How well do you know your guards?: Pune police asks Infosys
That's one of the key questions on security measures Pune police asked Infosys; Jt CP says tabs must be kept on behavioural patterns of even guards
Rasila Raju was allegedly strangled to death by a security guard, Saikiya Bhaben, on January 29 in Infosys
Pune: The Pune police have shot off an 18-point questionnaire on security measures to the human resource department of Infosys, Hinjewadi, where 24-year-old Rasila Raju OP was allegedly strangled to death by a guard on January 29. While the mail, sent on February 3, centres on safety measures the IT giant took, most of the questions deal specifically with personal and behavioural profiling of security guards.
Sunil Ramanand, joint commissioner of police (law and order), said when the police began their investigation into the murder, Infosys promptly provided information on technology-based security measures — like restricting entry to certain sections of the office based on employees' clearance levels — it has adopted on its premises. "But, it was unable to satisfactorily answer if it had conducted any psychometric profiling tests of security guards. A character certificate isn't a guarantee that a person would not commit a crime."
Need regular checks
Psychometric tests are a combination of aptitude and personality tests.

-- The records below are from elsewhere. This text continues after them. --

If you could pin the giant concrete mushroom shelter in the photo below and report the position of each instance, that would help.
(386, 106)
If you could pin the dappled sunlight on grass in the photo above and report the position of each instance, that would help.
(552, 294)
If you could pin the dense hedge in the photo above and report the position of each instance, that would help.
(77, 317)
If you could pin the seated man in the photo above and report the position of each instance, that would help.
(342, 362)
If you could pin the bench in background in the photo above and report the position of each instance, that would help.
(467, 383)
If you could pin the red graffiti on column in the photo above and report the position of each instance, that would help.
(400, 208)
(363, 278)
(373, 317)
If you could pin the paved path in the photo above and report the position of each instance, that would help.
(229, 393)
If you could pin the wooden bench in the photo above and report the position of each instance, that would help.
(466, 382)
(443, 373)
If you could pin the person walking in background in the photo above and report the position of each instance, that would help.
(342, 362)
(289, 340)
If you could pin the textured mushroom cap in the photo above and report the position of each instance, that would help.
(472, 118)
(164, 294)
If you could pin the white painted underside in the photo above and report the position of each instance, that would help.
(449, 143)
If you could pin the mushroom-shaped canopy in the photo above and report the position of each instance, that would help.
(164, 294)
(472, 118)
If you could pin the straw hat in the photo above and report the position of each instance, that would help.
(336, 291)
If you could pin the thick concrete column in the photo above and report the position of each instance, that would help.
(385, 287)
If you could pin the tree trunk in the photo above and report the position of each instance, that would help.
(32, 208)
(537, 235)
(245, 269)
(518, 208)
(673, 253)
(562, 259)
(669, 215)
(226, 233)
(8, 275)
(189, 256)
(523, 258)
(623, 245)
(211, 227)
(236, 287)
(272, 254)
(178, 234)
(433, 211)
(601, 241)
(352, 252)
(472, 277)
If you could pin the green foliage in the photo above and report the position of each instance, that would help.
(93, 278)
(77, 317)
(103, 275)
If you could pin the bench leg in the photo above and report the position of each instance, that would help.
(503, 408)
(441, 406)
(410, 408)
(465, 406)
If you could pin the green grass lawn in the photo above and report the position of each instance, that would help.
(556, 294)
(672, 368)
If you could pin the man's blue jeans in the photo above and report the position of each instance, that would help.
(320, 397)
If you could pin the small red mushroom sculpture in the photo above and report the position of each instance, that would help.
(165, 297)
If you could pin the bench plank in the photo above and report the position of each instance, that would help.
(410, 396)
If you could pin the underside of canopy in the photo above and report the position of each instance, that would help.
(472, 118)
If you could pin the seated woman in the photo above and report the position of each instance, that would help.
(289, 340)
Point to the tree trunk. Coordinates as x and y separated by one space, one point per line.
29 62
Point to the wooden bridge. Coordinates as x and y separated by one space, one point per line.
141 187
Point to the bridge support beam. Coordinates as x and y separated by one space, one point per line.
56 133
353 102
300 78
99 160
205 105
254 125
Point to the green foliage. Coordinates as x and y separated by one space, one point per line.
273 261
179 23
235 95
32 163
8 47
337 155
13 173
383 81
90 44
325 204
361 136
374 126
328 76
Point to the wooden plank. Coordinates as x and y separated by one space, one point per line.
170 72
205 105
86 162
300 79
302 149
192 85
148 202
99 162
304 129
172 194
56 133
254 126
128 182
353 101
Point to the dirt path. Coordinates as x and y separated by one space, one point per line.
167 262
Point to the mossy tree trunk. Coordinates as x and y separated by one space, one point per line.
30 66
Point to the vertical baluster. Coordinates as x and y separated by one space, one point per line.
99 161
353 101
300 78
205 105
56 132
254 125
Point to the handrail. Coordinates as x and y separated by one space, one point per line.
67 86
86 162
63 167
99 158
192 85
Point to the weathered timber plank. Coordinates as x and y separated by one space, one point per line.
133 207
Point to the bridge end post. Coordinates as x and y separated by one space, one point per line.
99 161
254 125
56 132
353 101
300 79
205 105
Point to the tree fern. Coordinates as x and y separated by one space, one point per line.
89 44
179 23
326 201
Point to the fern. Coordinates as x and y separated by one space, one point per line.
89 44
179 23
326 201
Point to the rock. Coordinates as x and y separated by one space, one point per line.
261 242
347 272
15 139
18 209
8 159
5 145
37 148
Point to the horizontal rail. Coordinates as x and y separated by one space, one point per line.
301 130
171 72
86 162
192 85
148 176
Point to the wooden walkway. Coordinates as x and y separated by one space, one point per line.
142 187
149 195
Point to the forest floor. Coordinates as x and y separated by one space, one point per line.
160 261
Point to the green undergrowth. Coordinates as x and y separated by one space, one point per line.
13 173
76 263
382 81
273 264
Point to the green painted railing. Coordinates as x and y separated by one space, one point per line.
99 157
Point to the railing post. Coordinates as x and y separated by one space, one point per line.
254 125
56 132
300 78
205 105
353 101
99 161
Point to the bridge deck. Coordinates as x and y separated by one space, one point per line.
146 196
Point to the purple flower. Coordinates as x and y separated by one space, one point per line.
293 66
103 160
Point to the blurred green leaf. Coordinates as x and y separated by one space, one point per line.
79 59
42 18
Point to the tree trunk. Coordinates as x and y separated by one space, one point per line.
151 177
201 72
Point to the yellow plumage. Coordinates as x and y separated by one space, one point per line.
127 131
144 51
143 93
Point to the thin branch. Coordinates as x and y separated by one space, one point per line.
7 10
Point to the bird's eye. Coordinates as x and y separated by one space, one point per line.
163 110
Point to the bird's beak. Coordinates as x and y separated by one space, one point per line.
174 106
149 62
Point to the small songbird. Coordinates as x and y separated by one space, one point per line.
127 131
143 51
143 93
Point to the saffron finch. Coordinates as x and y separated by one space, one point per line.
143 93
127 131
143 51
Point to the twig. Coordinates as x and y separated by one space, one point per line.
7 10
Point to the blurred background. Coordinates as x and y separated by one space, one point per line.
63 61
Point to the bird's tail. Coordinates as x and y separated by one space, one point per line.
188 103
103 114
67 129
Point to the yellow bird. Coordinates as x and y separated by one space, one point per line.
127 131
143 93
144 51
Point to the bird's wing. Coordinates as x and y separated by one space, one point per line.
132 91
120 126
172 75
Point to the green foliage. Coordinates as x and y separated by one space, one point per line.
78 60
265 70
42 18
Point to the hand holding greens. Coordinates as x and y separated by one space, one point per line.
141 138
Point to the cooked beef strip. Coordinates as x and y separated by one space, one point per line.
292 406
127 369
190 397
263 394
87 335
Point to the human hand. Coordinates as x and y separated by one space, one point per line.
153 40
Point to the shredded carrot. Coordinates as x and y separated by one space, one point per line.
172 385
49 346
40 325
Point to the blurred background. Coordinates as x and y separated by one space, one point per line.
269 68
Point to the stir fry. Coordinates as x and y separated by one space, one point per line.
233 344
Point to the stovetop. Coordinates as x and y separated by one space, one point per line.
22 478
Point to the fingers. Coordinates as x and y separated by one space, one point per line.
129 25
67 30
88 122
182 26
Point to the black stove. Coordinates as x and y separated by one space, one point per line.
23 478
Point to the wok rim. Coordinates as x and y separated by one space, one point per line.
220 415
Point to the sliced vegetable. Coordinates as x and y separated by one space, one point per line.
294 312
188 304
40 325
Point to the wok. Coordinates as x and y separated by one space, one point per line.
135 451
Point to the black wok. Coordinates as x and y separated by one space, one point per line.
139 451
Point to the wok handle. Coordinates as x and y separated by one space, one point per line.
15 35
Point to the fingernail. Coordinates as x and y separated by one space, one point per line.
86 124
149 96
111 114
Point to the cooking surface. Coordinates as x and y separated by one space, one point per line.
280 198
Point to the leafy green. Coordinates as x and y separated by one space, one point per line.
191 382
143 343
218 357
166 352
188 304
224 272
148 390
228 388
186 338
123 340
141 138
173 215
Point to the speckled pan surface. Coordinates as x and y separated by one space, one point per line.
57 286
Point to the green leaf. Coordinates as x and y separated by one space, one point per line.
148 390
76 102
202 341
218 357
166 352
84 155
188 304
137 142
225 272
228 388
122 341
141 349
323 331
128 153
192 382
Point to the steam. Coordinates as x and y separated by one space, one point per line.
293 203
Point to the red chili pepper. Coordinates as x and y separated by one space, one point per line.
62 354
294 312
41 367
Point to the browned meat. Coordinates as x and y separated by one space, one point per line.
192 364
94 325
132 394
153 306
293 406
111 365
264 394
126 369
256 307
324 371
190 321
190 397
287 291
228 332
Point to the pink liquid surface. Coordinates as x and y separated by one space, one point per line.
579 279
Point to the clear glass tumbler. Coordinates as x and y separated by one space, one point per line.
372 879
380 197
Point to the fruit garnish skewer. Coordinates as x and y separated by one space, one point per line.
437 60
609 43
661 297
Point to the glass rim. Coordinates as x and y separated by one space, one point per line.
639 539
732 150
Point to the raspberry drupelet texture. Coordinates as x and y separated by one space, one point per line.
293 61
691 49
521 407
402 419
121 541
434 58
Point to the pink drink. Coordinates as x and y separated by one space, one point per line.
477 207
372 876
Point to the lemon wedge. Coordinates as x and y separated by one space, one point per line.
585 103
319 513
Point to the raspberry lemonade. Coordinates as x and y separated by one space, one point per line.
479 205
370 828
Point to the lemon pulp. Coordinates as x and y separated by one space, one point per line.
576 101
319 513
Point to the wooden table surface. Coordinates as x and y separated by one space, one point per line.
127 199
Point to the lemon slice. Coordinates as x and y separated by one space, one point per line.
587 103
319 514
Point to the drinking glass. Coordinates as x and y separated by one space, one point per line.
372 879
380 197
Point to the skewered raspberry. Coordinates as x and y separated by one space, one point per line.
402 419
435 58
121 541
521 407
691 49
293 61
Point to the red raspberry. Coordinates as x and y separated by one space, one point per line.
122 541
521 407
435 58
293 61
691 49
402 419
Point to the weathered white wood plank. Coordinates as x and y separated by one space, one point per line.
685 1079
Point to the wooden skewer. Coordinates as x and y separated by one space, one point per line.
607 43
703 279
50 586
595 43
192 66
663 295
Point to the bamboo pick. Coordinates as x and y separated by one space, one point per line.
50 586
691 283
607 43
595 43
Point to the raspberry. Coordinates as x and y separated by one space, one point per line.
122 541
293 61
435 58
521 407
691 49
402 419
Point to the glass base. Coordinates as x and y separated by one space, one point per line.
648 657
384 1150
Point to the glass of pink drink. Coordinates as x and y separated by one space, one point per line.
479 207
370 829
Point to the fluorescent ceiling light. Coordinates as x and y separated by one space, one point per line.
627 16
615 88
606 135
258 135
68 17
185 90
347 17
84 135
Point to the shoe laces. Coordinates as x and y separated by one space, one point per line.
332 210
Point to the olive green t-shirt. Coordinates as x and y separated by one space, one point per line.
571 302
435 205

Ramanand claimed that those separated from their families — owing to jobs or personal reasons — are more likely to be frustrated and think of women as soft targets. "That's why it's important to assess the behavioural patterns of even security guards on a regular basis."
He also revealed that the contract of the agency handling the Infosys office's security — Bengaluru-based Terrier Security Services (India) Private Limited — had lapsed in November last year.
Case against Infosys
"It bagged the contract in 2011, but didn't renew it. We have registered a case under section 4 (persons or private security agency not to engage or provide private security guard without licence) of the Private Security Agencies (Regulation) Act, 2005 against the security firm.
Engineers from Hinjewadi IT Park have started a campaign — Can we stand up for Rasila? — on their Facebook page. The page deals with the IT community's grievances, including lack of measures for women's safety. To highlight concerns over women's safety, Police Commissioner Rashmi Shukla will lead a walk in Pune this evening.